Mr Marren described phoning relatives to tell them they only had a few hours to say goodbye to Cian. He said he brought his daughters to the hospital the next day.
“We simply said that Cian was never going to wake up and he would be going to heaven later that day”, he said.
Mr Marren told the court that though his daughters were so young, they had “the horror and anguish of any adult when hearing that news”.
He said he and his wife suggested the girls draw pictures for Cian and tell him stories as they lay beside him “to hug and cuddle him for the last time”.
Mr Marren said he told his daughters Cian would be donating his organs, “so when they said goodbye, they said goodbye to their real life hero”.
He said on the Sunday morning relatives put their hands on his son's “still beating heart” before he was wheeled away to theatre.
“This will haunt us forever”, Mr Marren said.

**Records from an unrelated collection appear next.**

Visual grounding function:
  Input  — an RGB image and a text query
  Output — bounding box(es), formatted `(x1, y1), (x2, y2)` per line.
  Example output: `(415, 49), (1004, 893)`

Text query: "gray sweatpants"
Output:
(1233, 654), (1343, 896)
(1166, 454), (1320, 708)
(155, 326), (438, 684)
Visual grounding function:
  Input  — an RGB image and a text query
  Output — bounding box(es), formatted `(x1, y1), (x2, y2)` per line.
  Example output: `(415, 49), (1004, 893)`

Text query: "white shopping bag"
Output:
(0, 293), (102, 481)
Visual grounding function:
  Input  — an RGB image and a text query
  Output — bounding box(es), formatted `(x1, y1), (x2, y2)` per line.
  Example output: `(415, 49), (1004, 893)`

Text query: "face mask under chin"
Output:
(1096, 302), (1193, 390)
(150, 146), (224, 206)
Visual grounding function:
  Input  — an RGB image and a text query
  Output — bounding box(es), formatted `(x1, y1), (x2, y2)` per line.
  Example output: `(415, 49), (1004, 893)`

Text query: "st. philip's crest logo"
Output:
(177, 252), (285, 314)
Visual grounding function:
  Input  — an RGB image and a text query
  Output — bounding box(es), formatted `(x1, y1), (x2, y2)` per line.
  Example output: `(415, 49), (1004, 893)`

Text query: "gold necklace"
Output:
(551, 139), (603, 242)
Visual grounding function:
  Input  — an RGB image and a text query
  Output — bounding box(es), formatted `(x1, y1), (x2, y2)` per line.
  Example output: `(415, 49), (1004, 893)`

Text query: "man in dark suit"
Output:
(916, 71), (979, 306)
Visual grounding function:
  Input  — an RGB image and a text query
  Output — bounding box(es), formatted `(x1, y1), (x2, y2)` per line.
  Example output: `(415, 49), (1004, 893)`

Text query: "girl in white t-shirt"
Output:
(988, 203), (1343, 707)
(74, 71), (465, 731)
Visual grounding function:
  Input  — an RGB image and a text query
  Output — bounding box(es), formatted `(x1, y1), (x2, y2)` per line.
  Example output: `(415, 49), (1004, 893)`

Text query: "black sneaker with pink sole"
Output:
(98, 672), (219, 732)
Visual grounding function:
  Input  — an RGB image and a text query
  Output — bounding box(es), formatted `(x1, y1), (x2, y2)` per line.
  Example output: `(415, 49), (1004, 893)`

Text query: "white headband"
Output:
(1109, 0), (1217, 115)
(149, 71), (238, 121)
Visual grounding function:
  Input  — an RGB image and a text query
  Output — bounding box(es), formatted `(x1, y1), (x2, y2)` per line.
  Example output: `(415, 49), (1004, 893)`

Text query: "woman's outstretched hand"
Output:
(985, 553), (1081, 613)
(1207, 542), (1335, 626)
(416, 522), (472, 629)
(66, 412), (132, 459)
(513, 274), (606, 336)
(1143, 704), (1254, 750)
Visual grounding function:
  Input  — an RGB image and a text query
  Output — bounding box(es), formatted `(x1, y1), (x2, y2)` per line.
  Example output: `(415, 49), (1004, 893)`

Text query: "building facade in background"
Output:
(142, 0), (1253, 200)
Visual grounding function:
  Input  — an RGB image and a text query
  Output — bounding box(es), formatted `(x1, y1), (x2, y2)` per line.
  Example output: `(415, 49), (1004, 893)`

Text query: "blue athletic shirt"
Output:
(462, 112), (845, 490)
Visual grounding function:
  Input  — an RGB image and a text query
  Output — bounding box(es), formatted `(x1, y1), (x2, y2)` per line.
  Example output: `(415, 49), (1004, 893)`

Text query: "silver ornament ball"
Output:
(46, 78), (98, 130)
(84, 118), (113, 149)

He added that his family is broken.
He described how that Christmas their family opened Cian's presents by his graveside and that he and his wife visit his grave every night to read him a bedside story.
He acknowledged that his daughters' childhoods had been severely impacted and that “they know their mum and dad are not the same”.
Gda Cormack agreed with Orla Crowe SC, defending, that O'Brien was in great state of distress and had asked to be remanded in custody ahead of his sentencing date.
Ms Crowe said her first instruction was to offer her client's “deepest condolences to the Marren family on their unbearable loss”.
She described the victim impact statement ready by Mr Marren as “a model of charity” towards her client.
She said O'Brien has had problems with alcohol and that his father was also a heavy drinker. She told the court that his wider family was devastated about what happened.
She submitted that O'Brien couldn't sleep at night thinking about the death and that he had arranged for prayers to be said for Cian and the Marren family.
She said a psychological assessment had placed O'Brien in the “extremely low range” of intellectual functioning.